4. There's a local car dealership where they found some teenager, most likely the daughter of the owner, to do the ad. The first time she went on, she was wearing a T-shirt and jeans, no makeup, and hair that didn't look washed for days. I told my wife, "That girl needs a makeover. Did her mother let her go on TV looking like that?" In the next ad, she had a makeover! She wore makeup, a dress with pearls, and had her hair done with a band in it. She still has a flat Delaware County teenager accent, though, and isn't very attractive even after the makeover.

5. On MLB.tv, you can sign up to watch live major league baseball games over the Internet. I bought the package, but every time I go to the web site to start watching a game, the web page has an ad of the same 15-second clip of Orlando Palmeiro making the final out of the 2005 World Series. EVERY SINGLE TIME! I have Joe Buck's call memorized. "Palmeiro, over Jenks' head, Uribe throws, OUT! And the White Sox win the World Series!" I typed that without looking, and I bet I got it at least 90% correct. I now intensely loathe Joe Buck, where before I only mildly disliked him. Thanks, MLB.

The Lamisil creature is Digger the dermatophyte, the only known parasitic fungus named after a former Notre Dame basketball coach. Also, nice job on the spelling of "nauseam". That was in the Times crossword the other day. I had to look it up when the grid didn't fit.

Offered by: tim on August 9, 2006 11:06 AM

I don't know why but I hate anything with computer-generated people who resemble the ones on video games. They freak me out.
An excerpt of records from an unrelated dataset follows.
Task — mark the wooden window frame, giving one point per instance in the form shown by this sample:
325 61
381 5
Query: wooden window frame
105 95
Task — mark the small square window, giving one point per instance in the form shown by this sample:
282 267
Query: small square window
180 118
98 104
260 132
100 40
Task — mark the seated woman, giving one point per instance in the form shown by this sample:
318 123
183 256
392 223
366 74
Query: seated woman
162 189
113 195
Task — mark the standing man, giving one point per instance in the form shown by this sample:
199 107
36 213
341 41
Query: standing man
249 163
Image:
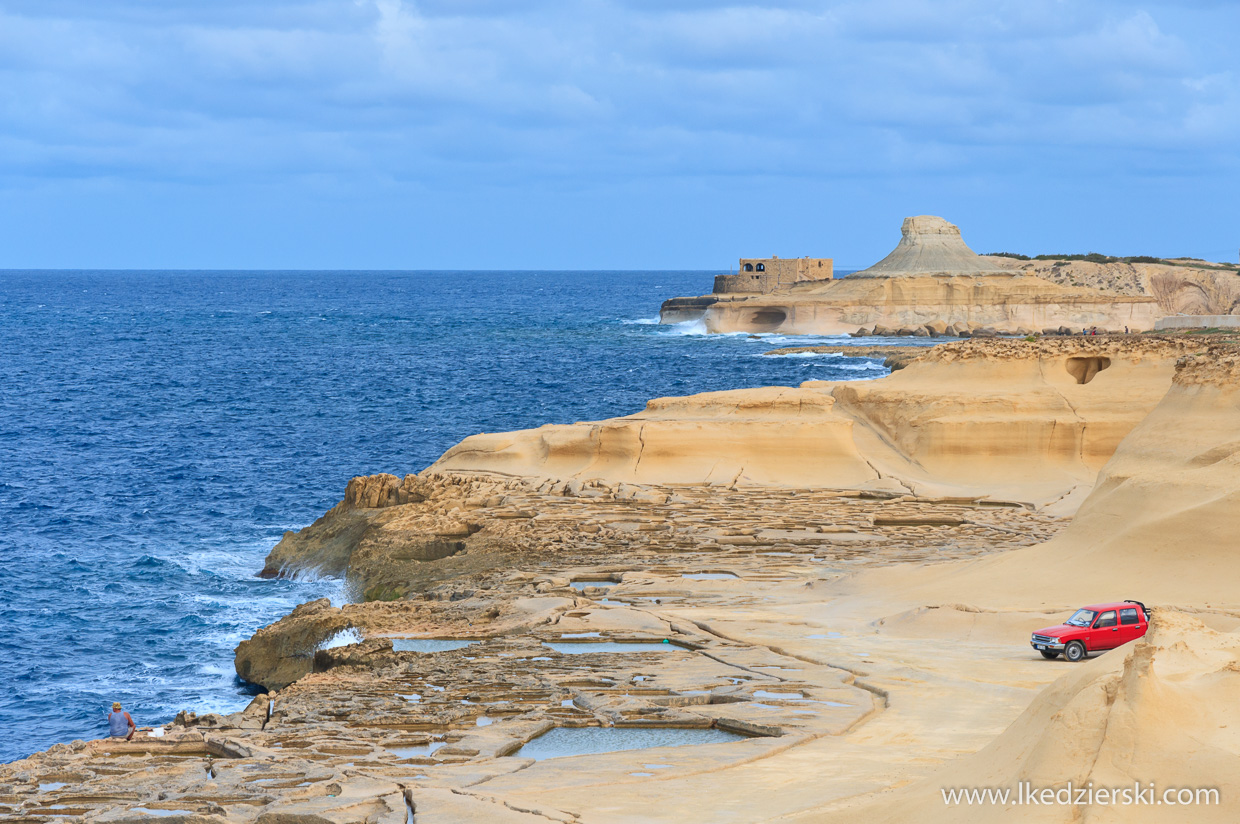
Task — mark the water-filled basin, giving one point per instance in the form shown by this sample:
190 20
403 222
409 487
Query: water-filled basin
583 741
580 648
429 644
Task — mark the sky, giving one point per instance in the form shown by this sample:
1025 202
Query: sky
609 134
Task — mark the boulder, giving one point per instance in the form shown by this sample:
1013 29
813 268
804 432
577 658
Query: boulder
283 652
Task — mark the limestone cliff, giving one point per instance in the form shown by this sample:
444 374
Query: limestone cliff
930 245
930 278
1005 419
1160 524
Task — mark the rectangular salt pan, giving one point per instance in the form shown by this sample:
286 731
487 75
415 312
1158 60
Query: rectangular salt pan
579 648
429 644
583 741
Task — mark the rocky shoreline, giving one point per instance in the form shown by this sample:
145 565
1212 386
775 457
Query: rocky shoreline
862 641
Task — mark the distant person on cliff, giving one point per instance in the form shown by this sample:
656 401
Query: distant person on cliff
119 724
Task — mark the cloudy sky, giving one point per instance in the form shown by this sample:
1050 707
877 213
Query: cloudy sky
634 134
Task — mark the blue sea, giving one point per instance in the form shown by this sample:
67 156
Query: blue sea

I can't even think of a specific commercial, but Coca-Cola comes to mind as one who uses this technology. I also am tired to death of Budweiser's Real Men of Genius.

Offered by: Laurie on August 9, 2006 11:01 AM

I am with Deb on the HEAD ON commercial giving me the headache it at least theoretically attempts to cure.
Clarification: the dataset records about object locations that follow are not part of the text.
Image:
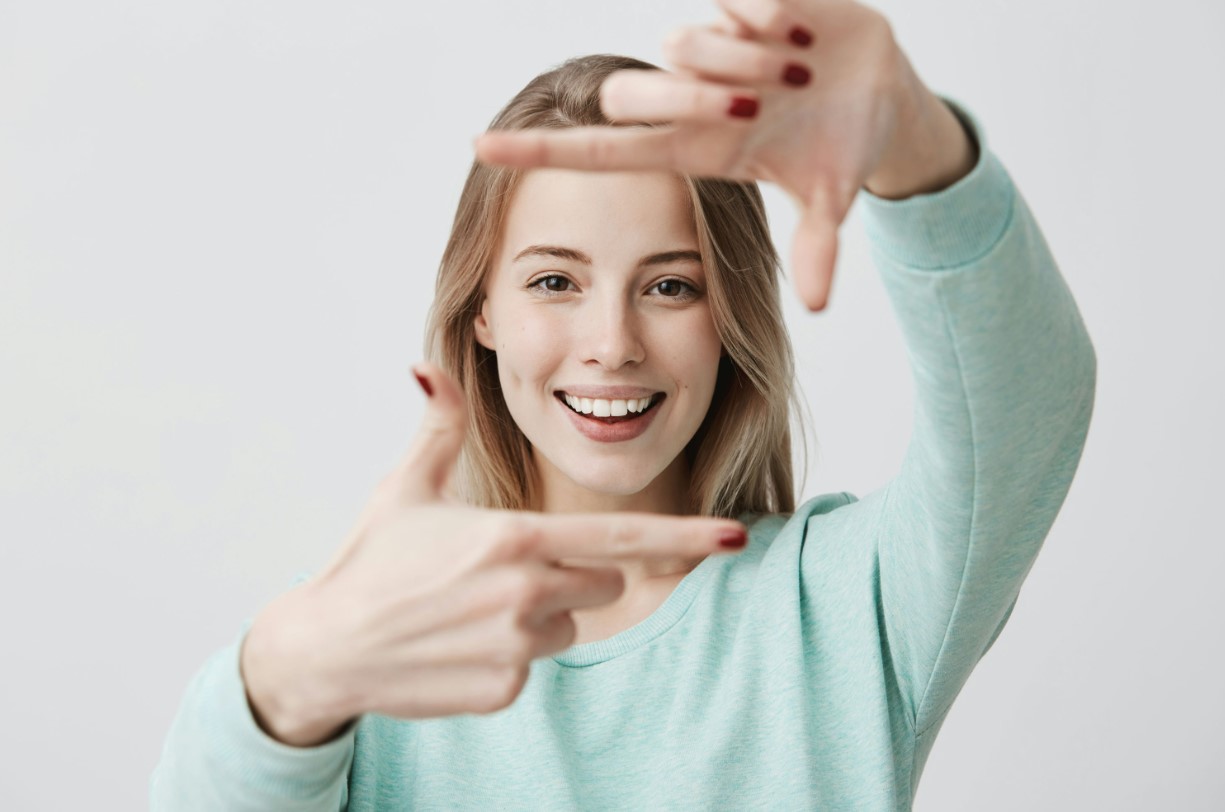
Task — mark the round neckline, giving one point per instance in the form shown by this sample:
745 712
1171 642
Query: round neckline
648 628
Irish Spring used to have some of the hottest men taking showers, which I truly enjoyed. And I tend to like the Geico commercials, and the Gekko is so darned cute.

Offered by: richie on August 9, 2006 10:28 AM

Glad you asked. The "Head On" commercial has gone from informative to annoying. They used to explain what the product does... Now the manic female voice repeats, "Head-ON! Apply directly to the forehead!" over and over in rapid fire succession. There is no explanation as to WHAT the product does. Just that you apply it directly to your forehead.

If the voice wasn't so annoying... I might want to get some. The lady pictured in the ad (applying the Head-On to her forehead) has an expression on her face that is something like bliss; ectasy even.

Makes you wonder what it would feel like applied in other areas. But we won't go THERE.